Вопрос: Назовите все известные вам связи Гальперина.
Ответ: Из связей мне известны следующие лица: а) Львов Петр, художник, работал всегда в московской группе Митурича и Фаворского. Одно время Львов преподавал во Вхутемасе. С политической стороны я его не знаю, б) Рыбаков Иосиф, экономист, плановик одного из ленинградских заводов. Коллекционирует картины художников, главным образом с десятых годов до наших дней. Был за границей в 1925—1926 гг. Рыбаков всегда являлся для Гальперина источником художественных и политических новостей. С Рыбаковым я лично встречалась четыре раза в течение 1933—1934 гг., три раза у меня на квартире и один раз у него. Из бесед у меня, а также моих личных впечатлений о нем япришла к выводу, что Рыбаков по своим политическим убеждениям меньшевик и что этот момент является основным, связывающим его с Гальпериным, в) Бенита Эссен, художница, происходит из буржуазной семьи. С ней Гальперин познакомился в 1913—1914 гг. в Париже. Приехав в Ленинград в 1924 году, Гальперин восстановил с нею связь, г) Фикс Симон Иосифович, художник, в 1931 году приехал из Франции, жил в Москве до 1934 года, приехал в Ленинград. В Париже был связан с невозвращенцем художником Фальком.
В связи с установленными связями с художником Фиксом, в беседе со мной Гальперин расценивал сегодняшнее положение советского изобразительного искусства как находящегося в упадке и в связи с этим высказывался о необходимости путем посылки за границу его работ, моих и ряда московских художников и устройства там выставок этих произведений показать Западу о наличии в Советской России ряда художников, которые при создании им соответствующих условий и обстановки со стороны Советского правительства могли бы поднять искусство России на достаточную высоту.

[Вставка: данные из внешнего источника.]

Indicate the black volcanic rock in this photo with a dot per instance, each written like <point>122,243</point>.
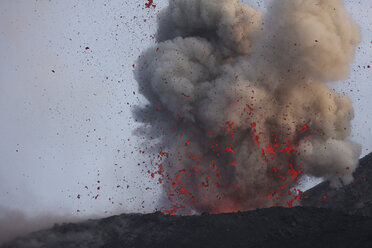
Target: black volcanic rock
<point>274,227</point>
<point>344,219</point>
<point>355,198</point>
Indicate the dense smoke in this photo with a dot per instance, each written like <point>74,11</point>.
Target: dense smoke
<point>239,106</point>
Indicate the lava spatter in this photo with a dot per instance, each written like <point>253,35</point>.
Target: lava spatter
<point>256,121</point>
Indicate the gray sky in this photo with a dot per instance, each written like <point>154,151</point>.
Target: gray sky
<point>66,91</point>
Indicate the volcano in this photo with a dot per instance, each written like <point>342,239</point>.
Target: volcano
<point>342,220</point>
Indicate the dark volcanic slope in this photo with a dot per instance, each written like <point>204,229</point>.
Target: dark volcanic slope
<point>275,227</point>
<point>355,198</point>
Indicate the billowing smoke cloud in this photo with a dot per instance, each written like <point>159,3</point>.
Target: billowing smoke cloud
<point>239,107</point>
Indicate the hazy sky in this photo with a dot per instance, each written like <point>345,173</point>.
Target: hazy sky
<point>66,91</point>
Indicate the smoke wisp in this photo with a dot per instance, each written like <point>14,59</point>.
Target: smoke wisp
<point>239,105</point>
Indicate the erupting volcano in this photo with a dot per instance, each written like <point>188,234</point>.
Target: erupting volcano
<point>240,105</point>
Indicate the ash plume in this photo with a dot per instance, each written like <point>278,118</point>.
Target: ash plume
<point>239,104</point>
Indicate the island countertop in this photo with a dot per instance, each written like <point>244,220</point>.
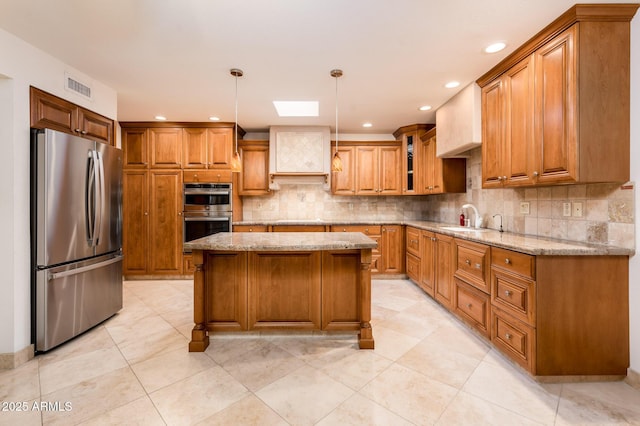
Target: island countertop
<point>282,241</point>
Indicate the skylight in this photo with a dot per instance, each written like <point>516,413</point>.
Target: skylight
<point>297,108</point>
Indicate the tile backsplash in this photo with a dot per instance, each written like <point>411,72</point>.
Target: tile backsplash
<point>608,210</point>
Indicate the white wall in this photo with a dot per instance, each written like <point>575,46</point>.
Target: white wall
<point>634,268</point>
<point>23,65</point>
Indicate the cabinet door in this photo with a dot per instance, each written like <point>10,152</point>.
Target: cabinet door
<point>392,242</point>
<point>165,228</point>
<point>556,116</point>
<point>220,148</point>
<point>519,144</point>
<point>390,175</point>
<point>366,170</point>
<point>254,177</point>
<point>135,221</point>
<point>427,262</point>
<point>135,148</point>
<point>95,126</point>
<point>166,147</point>
<point>194,148</point>
<point>492,134</point>
<point>445,264</point>
<point>344,182</point>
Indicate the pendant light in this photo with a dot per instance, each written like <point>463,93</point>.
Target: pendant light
<point>336,162</point>
<point>236,161</point>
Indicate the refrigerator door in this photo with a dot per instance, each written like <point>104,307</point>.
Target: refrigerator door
<point>65,198</point>
<point>75,297</point>
<point>109,226</point>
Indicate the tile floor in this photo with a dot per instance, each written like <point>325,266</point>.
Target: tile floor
<point>426,369</point>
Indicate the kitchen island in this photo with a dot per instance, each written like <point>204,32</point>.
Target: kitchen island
<point>282,281</point>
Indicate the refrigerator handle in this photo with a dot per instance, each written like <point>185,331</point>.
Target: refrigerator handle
<point>82,269</point>
<point>89,198</point>
<point>100,201</point>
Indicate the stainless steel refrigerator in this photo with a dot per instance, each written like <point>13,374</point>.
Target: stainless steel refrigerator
<point>76,235</point>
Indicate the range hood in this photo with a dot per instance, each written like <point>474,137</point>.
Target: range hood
<point>299,155</point>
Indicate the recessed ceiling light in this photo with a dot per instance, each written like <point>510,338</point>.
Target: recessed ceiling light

Одновременно с этим Гальперин предполагал через Фикса переслать за границу материалы, собранные им, о тяжелом положении художников в СССР, д) Калужнин Василий Михайлович (Павлович. — С. Л.), художник, Гальперин познакомился с ним в 1928 году, е) Ермолаев Борис Николаевич, художник, выходец из мелко-чиновничьей, мещанской среды, с ним Гальперин познакомился в 1932 году. Для Гальперина Ермолаев был интересен как крайний индивидуалист, противостоящий социальным заказам современности государством, ж) В Москве Гальперин был тесно связан с художниками Ниренберг, Нисгольдман, Никритиным, Тышлером и Лабасом.
Прошло больше шестидесяти лет с той поры, но я не мог и допустить, что умерли все, кто знал Ермолаеву. Конечно, начальник пресс-центра госбезопасности на Литейном, 4, был прав: писать документальный роман без документов — нелепость, а те документы, которые они предоставили мне, оказались чем-то иным, в них уже не было жизни, только смерть.
Я все же не стал сдаваться, терять надежду на встречи с людьми, знавшими Веру Михайловну. Спрашивал. Некоторые старики-художники ее помнили. Но опять это были случайные разговоры.
Художника-графика Нину Алексеевну Носкович я встретил в издательстве. Она приходила ко мне домой с замечательным мастером, ее, а позднее и моим другом, Павлом Михайловичем Кондратьевым, учеником трех титанов: Малевича, Матюшина и Филонова. Среди организаторов той единственной выставки Ермолаевой в 1972 году был и Кондратьев, и я знал, что он очень высоко ценил ее искусство.
Нина Алексеевна первые секунды слушала меня с недоумением, маленькая, худая, с застывшим, отрешенным лицом. Что же она, тогда совсем юная, может припомнить из далекого прошлого? И все же при имени Ермолаевой ее обесцвеченный взгляд стал набирать синеву, фигурка словно бы обрела уже потерянную вертикаль, и Носкович радостйо воскликнула:
— Ой, как мне нравилась Вера Михайловна! Я завидовала тем, кто бывал у нее дома. Она была прекраснейшим педагогом. Знаете, я долго ждала случая, я была уверена, что Вера Михайловна мне не откажет, и однажды, — это было в тридцать четвертом, — я подстерегла ее...
Четкие петербургские интонации выдавали в Нине Алексеевне природную интеллигентность, а ее мгновенное, счастливое пробуждение, восторженная реакция на короткие секунды заставила сжаться мое сердце.
— Я подошла к ней и попросила разрешения позаниматься. И меня поразило, как резко она отказала. Даже больше, Ермолаева будто бы испугалась. Это было странно, я же девчонка, и вдруг такая реакция. «Нет, нет, — с испугом сказала Вера Михайловна, — я не могу вас принять, не могу!»